Mon infiltration dans ce clan porte enfin ses fruits. J'ai rencontré l'américain… Le fameux. Il est plutôt bel homme et partage mon avis sur le City Hunter, mais il admet ne jamais l'avoir rencontré à ce jour. Il a l'air plus sincère que les autres yakuzas. Le peu d'échange que j'ai pu avoir avec lui m'a conduit à la conclusion que le clan était aux abois. Il y aurait des taupes parmi eux.
Je ne sais pas ce que Misushi cherchait en me faisant croire que tu étais décédé, mais j'ai décidé de jouer son jeu. Je sais que tu vas m'en vouloir, mais je dois être solo sur ce coup. Il croit que je n'ai pas vu clair, pourtant, je sais qu'il cherche à me manipuler mais comme tu le sais si bien, j'ai plus d'un tour dans mon sac et le charme fait parti intégrante de mes qualités, tout comme la comédie et l'art dramatique.
J'ai appris qu'il était contre mon idée d'abattre la partenaire du City Hunter, mais crois moi bien, je n'approuve pas son choix. D'une manière ou d'une autre elle périra. Quelle que soit le moyen que j'emploierai j'aurai ma revanche.
Où que tu te trouves soit bien prudent, j'ai dans l'idée que Misushi cherchera à se venger de tes explosifs. Il n'a pas du tout apprécié.
Amour.
Anko. »
Il replia la lettre lentement, les mains tremblantes.
— Bonjour, Madame, fit soudain une petite voix à ses côtés.
Perdu dans ses pensées il n'avait pas vu l'enfant se rapprocher. Il se tourna vers la petite et lui sourit brièvement.
— Bonjour, comment t'appelles-tu ? Questionna-t-il en prenant une voix légèrement efféminée.
— Je m'appelle Kaori, sourit-elle en créant en lui une légère tension. Pourquoi êtes-vous si triste ? Questionna la petite inconsciente du trouble qu'elle avait suscité en lui.
— Je ne suis pas triste, fit-il surpris.
— Alors pourquoi pleurez-vous ? Continua l'enfant.

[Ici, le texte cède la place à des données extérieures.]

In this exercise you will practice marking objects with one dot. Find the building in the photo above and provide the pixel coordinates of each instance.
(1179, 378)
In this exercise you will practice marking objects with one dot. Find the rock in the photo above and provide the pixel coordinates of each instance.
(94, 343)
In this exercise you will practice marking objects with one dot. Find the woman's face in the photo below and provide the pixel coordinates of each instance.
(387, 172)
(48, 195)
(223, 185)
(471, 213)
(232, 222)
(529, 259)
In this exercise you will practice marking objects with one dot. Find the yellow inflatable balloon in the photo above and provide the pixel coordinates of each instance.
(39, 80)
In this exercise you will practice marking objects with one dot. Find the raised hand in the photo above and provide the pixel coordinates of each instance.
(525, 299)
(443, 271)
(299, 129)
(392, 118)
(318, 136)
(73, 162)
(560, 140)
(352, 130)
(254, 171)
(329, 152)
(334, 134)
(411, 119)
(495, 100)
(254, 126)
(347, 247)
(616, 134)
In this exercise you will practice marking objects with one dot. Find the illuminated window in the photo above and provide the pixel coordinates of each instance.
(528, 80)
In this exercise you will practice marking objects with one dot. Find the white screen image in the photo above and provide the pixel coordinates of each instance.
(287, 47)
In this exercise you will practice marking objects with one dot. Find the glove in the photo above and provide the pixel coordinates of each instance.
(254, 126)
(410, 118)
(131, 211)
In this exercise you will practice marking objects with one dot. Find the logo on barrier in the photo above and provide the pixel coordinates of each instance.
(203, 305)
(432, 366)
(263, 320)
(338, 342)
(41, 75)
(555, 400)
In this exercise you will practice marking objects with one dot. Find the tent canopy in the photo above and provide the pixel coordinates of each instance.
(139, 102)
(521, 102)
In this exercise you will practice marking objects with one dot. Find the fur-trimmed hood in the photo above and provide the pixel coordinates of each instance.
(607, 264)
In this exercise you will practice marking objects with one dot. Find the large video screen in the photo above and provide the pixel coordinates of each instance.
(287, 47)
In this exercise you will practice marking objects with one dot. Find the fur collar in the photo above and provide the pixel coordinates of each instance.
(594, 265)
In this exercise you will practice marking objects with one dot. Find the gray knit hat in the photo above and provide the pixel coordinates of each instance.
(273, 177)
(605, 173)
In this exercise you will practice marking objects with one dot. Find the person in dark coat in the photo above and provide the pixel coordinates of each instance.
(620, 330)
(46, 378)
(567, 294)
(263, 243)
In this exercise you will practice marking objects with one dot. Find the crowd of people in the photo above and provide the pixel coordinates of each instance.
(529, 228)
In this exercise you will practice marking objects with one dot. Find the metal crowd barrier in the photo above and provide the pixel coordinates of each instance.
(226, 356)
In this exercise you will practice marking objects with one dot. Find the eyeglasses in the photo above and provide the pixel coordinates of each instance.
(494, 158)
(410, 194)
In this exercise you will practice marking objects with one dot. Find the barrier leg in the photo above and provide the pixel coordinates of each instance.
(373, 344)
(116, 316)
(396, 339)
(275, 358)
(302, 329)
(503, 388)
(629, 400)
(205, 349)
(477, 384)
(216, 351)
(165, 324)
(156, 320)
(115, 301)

Heiji réalisa alors que des larmes coulaient sans qu'il ait pu les en empêcher.
'Quel piètre tueur je fais', songea-t-il.
— J'ai de la poussière dans les yeux, sourit-il à l'enfant en s'essuyant ceux-ci du revers de sa manche. Maintenant retourne vite voir ta mère elle va s'inquiéter de te voir parler avec une inconnue.
— Ma mère n'est pas là, fit la fillette tristement. Je suis avec mes amis et Madame Mayuko, expliqua l'enfant. Elle dirige l'orphelinat où j'habite, continua-t-elle.
'L'orphelinat,' se répéta-t-il mentalement.
— Et le jour de la veille de Noël nous allons voir un spectacle au théâtre. Ce sera chouette, en plus ma mère sera là, continua la petite sans réaliser que la grande personne ne l'écoutait qu'à moitié.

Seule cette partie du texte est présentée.